Reset A A Font size: Print

Supreme Court, Appellate Division, Second Department, New York.

IN RE: EAGLE INSURANCE COMPANY, appellant, v. Johnny DAVIS, et al., respondents.

Decided: October 31, 2005

ANITA R. FLORIO, J.P., DANIEL F. LUCIANO, PETER B. SKELOS, and ROBERT A. LIFSON, JJ. Samuel K. Rubin, Bethpage, N.Y. (Lawrence R. Miles of counsel), for appellant. Michael Janus, Syosset, N.Y., for respondent.

In a proceeding pursuant to CPLR article 75 to permanently stay arbitration of a claim for uninsured motorist benefits, the petitioner appeals from a judgment of the Supreme Court, Nassau County (Alpert, J.), entered July 29, 2004, which, after a hearing, denied the petition and dismissed the proceeding.

ORDERED that the judgment is reversed, on the law, with costs, and the matter is remitted to the Supreme Court, Nassau County, for a framed-issue hearing and a new determination of the petition thereafter.

After the respondent filed a demand for arbitration under the supplementary uninsured motorist provision of a policy issued by the petitioner, the petitioner moved to stay the arbitration.   In its petition, the petitioner submitted a police accident report and a Department of Motor Vehicles registration record abstract demonstrating that the offending vehicle was insured by the proposed additional respondent Progressive Northeastern Insurance Company.   The petition also alleged that the accident was intentional and the claim was fraudulent.   The Supreme Court granted a temporary stay of arbitration and directed a framed-issue hearing “on the issue of offending vehicle coverage and the right to proceed to arbitration.”   At the framed-issue hearing, the Supreme Court confined the evidence to the issue of whether coverage existed on the offending vehicle and refused to consider evidence on the issue of fraud.   The Supreme Court erred in this regard.

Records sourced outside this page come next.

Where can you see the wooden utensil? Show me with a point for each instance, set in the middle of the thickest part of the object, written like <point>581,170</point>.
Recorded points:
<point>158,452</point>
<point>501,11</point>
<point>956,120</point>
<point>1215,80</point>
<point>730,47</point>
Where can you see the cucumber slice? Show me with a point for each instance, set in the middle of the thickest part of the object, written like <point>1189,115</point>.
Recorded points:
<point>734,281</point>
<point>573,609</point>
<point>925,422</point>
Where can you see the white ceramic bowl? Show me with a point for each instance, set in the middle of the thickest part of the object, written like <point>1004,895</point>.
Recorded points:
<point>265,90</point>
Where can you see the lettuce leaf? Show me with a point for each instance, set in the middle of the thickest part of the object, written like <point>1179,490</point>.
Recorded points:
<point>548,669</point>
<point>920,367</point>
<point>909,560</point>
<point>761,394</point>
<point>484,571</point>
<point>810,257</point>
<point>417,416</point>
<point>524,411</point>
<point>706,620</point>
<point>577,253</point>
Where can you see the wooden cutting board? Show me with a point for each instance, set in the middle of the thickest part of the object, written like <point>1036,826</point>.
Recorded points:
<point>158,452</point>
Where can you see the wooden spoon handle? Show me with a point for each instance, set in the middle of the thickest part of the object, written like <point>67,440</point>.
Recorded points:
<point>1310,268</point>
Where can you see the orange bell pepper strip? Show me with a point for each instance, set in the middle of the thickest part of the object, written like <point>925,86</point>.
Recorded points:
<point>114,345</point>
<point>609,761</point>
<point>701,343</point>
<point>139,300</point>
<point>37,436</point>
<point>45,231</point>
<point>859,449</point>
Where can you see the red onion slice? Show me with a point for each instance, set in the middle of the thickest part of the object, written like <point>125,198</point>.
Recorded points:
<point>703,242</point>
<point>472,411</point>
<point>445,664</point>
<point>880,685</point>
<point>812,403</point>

 A collision caused in the furtherance of an insurance fraud scheme is not a covered accident under a policy of insurance (see Matter of Allstate Ins. Co. v. Massre, 14 A.D.3d 610, 789 N.Y.S.2d 206;  State Farm Mut. Auto. Ins. Co. v. Laguerre, 305 A.D.2d 490, 759 N.Y.S.2d 531;  Matter of Metro Med. Diagnostics v. Eagle Ins. Co., 293 A.D.2d 751, 741 N.Y.S.2d 284).   When a petition raises an issue of fact as to whether the automobile collision giving rise to the underlying request for arbitration was deliberate or intentional, the issue of fraud is subsumed under the coverage issue (see Matter of Government Empls. Ins. Co. v. Robbins, 15 A.D.3d 484, 485, 789 N.Y.S.2d 719).   Evidence of such fraud should be considered in determining the broader coverage issue (id.;  Matter of AIU Ins. Co. v. Nunez, 17 A.D.3d 668, 793 N.Y.S.2d 514).   Accordingly, we remit the matter to the Supreme Court, Nassau County, for further proceedings consistent herewith.